Eventually, someone you love will stop loving you. You can only imagine what will happen next. You will stand with your back against the wall in an empty room. Sliding down the wall. Sliding down until you are folded like a mirror of the letter N: your back a stem, your thighs a stroke, your shins a second stem.
You will feel as if you have done something terrible. As if you have dug a grave for your lover in some remote part of the forest and dreamed of that grave, of taking them there, for as long as you have loved them.
No matter what happens, do not say that you love this person who has stopped loving you. Choke down the words that rise through your gut, into your throat, like gorge.
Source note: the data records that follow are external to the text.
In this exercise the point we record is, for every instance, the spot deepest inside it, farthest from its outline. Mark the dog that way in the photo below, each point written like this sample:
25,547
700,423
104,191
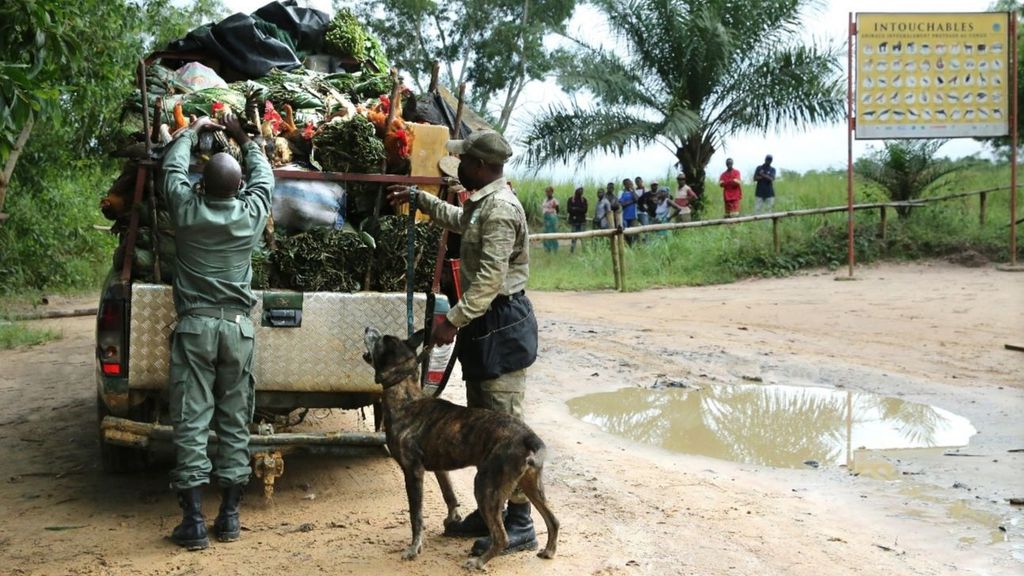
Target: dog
428,434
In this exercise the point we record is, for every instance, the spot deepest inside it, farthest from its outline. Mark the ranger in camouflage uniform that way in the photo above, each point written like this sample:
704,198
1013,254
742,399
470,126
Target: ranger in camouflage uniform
212,348
494,319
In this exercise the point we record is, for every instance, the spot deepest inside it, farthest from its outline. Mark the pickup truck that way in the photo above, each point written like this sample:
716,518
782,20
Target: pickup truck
308,354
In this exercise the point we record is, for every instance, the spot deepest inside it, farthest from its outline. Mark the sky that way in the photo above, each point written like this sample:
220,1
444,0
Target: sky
816,149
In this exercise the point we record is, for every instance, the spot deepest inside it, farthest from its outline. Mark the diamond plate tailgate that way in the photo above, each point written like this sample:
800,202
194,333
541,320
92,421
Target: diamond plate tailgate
324,355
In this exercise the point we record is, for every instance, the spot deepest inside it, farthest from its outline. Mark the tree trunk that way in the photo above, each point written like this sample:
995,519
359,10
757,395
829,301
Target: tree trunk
693,157
15,152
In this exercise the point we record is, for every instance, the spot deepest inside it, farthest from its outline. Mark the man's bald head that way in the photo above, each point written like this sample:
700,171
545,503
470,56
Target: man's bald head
222,175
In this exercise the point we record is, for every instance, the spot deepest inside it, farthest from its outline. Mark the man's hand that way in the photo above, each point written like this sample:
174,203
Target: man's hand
233,128
204,124
398,195
443,332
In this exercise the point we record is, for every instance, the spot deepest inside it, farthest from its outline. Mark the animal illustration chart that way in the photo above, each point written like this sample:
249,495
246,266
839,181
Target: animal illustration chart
932,75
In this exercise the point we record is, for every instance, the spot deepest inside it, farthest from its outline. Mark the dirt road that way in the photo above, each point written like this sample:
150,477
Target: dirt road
928,333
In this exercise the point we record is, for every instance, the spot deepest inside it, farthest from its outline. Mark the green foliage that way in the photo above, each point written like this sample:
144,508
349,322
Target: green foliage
349,146
48,243
13,335
904,169
346,38
727,253
87,64
694,73
496,45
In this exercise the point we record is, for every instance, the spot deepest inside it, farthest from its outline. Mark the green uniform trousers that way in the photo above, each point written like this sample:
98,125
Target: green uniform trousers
211,382
504,394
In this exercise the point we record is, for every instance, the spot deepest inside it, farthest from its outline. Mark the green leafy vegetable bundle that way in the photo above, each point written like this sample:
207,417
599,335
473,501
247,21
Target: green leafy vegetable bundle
349,146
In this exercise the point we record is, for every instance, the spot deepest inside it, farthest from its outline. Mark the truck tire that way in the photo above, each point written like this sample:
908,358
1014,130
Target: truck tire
117,459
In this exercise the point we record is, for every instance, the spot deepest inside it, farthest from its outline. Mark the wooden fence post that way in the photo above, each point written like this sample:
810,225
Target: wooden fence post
621,250
774,236
614,259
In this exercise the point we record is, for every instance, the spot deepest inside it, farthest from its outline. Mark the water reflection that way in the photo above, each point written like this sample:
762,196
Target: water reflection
773,425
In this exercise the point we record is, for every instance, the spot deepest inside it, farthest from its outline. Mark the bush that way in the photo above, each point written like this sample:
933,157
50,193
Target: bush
48,242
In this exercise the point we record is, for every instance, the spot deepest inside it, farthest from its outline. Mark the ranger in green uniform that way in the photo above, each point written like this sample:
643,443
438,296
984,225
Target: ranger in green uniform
216,230
494,319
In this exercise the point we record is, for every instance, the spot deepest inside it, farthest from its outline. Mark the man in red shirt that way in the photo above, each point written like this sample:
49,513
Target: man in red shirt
731,192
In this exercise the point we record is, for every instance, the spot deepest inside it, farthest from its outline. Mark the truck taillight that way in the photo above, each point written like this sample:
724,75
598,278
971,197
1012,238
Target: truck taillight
110,337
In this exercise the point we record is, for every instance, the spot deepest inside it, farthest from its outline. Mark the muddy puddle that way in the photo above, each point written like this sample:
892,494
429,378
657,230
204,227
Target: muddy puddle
773,425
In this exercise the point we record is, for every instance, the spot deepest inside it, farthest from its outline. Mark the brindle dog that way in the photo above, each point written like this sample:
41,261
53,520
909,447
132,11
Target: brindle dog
427,434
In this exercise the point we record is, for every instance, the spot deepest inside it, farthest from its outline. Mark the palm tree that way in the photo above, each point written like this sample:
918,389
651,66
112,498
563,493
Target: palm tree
903,169
686,75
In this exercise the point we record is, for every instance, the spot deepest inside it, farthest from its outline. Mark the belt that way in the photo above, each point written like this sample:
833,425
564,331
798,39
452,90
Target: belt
228,314
502,298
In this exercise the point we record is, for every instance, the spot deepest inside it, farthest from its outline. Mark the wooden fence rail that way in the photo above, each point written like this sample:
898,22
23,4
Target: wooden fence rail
616,234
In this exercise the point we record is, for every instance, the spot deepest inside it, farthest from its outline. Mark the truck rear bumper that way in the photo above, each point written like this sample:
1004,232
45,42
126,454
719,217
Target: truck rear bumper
266,450
123,432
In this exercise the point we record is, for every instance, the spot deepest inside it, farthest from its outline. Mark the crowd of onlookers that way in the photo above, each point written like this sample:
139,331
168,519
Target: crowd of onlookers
641,205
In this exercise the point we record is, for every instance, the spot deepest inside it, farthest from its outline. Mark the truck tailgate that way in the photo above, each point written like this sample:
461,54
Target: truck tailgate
325,354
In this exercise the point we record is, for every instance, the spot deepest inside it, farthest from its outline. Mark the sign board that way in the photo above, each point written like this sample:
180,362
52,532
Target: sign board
932,75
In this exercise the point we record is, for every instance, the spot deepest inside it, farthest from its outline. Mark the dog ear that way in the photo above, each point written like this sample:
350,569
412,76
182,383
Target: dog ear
416,340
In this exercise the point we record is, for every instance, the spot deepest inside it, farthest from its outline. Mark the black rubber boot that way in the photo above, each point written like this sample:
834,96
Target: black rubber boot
471,527
226,527
190,534
519,526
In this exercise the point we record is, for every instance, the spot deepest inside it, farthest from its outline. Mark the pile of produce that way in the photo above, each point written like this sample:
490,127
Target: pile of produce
304,119
337,260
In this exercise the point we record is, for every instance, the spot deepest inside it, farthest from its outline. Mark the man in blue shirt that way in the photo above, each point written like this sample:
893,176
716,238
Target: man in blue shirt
628,201
764,196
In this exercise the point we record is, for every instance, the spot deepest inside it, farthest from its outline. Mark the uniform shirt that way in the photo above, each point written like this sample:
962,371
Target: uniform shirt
766,187
215,237
495,246
577,209
731,190
603,210
684,195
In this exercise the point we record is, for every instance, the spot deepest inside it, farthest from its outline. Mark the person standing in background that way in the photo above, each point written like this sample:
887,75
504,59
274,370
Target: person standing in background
732,193
684,196
577,208
628,201
764,196
550,210
602,213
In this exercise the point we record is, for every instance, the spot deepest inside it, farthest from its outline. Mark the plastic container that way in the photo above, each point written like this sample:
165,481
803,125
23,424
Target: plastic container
439,355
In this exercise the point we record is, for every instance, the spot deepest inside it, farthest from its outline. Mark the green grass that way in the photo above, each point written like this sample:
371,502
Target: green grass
722,254
16,334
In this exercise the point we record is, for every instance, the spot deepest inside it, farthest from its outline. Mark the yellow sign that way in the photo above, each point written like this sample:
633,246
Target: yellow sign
932,76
Do not remove any of your clothes, or offer to perform those acts of love that you once considered abhorrent, or shameful. Do not take your lover’s shit into your mouth. Concentrate on the feel of the wall against your back. Think of the fist-sized hollow between the wall and the curve of your spine. Imagine holding something there–something small and warm and alive.
Everything will be ruined, but for Christ’s sake hold it together, just this once.
Offer the forgiveness you do not really feel; do not reach for your lover as they walk away.
The next day, and the day after that, do not tell people the truth about what happened. Tell them you worked late. Tell them you are tired. Tell them that you are worried about the election, or climate change, or refugees. Do not show them the wound where your heart was taken out. Do not let them tug at the black stitches in your chest.
Do not swallow shards of glass. It was only love. Soon, all you will remember is its faint, nostalgic beauty. A beauty like the memory of streetlights flashing past while you lay in the back seat of your parents’ car.